Le lendemain, la maîtresse est revenue, mais le Bouillon a
manqué.
Le football
Alceste nous a donné rendez-vous, à un tas de copains de la
classe, pour cet après-midi dans le terrain vague, pas loin de la maison.
Alceste c’est mon ami, il est gros, il aime bien manger, et s’il nous a donné
rendez-vous, c’est parce que son papa lui a offert un ballon de football tout
neuf et nous allons faire une partie terrible. Il est chouette, Alceste.
Nous nous sommes retrouvés sur le terrain à trois heures de
l’après-midi, nous étions dix-huit. Il a fallu décider comment former les
équipes, pour qu’il y ait le même nombre de joueurs de chaque côté.

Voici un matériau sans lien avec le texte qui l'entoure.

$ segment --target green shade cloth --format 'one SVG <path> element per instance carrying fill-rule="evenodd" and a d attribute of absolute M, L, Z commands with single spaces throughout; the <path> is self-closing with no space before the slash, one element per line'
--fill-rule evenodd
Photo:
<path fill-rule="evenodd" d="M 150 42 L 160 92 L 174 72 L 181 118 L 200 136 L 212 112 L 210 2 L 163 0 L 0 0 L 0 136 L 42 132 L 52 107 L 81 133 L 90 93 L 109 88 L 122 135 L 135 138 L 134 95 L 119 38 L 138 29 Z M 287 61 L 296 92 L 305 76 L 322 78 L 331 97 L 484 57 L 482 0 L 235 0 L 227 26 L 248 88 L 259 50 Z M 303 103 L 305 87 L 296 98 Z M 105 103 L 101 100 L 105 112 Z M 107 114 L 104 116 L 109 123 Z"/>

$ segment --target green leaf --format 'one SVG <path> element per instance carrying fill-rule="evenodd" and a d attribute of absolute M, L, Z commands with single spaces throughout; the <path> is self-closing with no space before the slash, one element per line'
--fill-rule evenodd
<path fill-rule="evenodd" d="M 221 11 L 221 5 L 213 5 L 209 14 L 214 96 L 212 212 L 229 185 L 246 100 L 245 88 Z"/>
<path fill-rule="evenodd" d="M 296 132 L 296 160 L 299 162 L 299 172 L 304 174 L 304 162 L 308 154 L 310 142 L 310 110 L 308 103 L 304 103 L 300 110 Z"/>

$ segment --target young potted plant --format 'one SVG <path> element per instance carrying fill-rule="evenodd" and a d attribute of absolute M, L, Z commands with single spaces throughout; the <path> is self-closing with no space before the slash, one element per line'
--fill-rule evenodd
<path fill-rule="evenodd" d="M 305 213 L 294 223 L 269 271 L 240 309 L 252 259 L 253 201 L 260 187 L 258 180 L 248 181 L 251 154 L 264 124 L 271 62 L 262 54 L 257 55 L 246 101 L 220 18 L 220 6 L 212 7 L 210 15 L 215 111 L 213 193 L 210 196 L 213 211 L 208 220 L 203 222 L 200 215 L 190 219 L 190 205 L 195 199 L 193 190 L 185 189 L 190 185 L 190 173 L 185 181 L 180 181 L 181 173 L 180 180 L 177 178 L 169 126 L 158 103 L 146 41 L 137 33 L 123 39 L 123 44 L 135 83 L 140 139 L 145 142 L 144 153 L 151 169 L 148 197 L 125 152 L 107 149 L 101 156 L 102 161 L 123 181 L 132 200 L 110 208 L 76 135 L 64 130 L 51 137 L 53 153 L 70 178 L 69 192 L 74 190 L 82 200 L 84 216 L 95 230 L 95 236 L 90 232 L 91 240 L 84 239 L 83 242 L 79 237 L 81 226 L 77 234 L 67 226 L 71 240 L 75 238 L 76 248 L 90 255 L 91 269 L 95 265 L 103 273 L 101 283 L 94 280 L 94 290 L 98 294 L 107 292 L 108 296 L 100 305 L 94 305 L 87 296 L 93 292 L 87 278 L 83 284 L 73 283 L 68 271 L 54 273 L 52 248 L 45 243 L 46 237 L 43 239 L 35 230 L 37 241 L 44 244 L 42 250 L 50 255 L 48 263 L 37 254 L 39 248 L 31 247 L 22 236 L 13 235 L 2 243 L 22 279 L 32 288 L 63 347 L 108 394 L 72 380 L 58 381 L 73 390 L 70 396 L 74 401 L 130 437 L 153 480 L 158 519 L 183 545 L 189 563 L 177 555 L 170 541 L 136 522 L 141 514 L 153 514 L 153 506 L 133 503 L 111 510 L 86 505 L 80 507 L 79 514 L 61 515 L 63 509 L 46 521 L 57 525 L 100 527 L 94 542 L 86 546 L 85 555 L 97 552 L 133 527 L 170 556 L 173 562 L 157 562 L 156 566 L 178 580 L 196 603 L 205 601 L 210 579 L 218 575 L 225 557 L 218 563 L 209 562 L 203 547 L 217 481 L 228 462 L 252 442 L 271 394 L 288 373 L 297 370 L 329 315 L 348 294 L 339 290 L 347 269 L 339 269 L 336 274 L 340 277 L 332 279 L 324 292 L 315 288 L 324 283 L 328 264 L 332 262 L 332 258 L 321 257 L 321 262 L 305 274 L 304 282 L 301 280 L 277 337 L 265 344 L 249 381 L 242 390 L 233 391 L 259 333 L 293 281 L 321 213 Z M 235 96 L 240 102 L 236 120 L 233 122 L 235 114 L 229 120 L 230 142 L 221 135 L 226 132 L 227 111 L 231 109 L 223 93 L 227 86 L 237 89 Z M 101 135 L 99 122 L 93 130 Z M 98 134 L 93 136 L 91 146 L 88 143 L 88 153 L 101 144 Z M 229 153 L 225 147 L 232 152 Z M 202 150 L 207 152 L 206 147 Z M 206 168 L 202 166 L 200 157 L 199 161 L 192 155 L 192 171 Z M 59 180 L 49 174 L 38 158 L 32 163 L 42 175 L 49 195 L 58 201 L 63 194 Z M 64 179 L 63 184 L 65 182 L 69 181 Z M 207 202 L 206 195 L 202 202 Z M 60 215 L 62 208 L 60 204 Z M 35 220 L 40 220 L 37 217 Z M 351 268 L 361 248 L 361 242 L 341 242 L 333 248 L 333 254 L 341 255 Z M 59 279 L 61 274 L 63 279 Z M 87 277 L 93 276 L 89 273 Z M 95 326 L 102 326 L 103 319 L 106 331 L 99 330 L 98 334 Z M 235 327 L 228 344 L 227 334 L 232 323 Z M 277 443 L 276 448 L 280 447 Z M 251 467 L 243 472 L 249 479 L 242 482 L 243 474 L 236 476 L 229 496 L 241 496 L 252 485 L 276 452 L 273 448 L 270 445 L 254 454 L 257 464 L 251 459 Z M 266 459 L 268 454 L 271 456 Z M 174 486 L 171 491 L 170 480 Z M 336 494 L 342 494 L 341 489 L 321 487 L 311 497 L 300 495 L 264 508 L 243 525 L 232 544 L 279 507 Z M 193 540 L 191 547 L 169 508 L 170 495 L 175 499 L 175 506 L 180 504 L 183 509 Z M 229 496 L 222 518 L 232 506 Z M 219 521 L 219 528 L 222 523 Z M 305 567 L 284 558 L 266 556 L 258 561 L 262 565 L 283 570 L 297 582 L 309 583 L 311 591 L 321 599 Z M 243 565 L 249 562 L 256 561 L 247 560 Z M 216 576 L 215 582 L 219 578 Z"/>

Pour l’arbitre, ça a été facile. Nous avons choisi Agnan.
Agnan c’est le premier de la classe, on ne l’aime pas trop, mais comme il porte
des lunettes on ne peut pas lui taper dessus, ce qui, pour un arbitre, est une
bonne combine. Et puis, aucune équipe ne voulait d’Agnan, parce qu’il est pas
très fort pour le sport et il pleure trop facilement. Là où on a discuté c’est
quand Agnan a demandé qu’on lui donne un sifflet. Le seul qui en avait un,
c’était Rufus, dont le papa est agent de police.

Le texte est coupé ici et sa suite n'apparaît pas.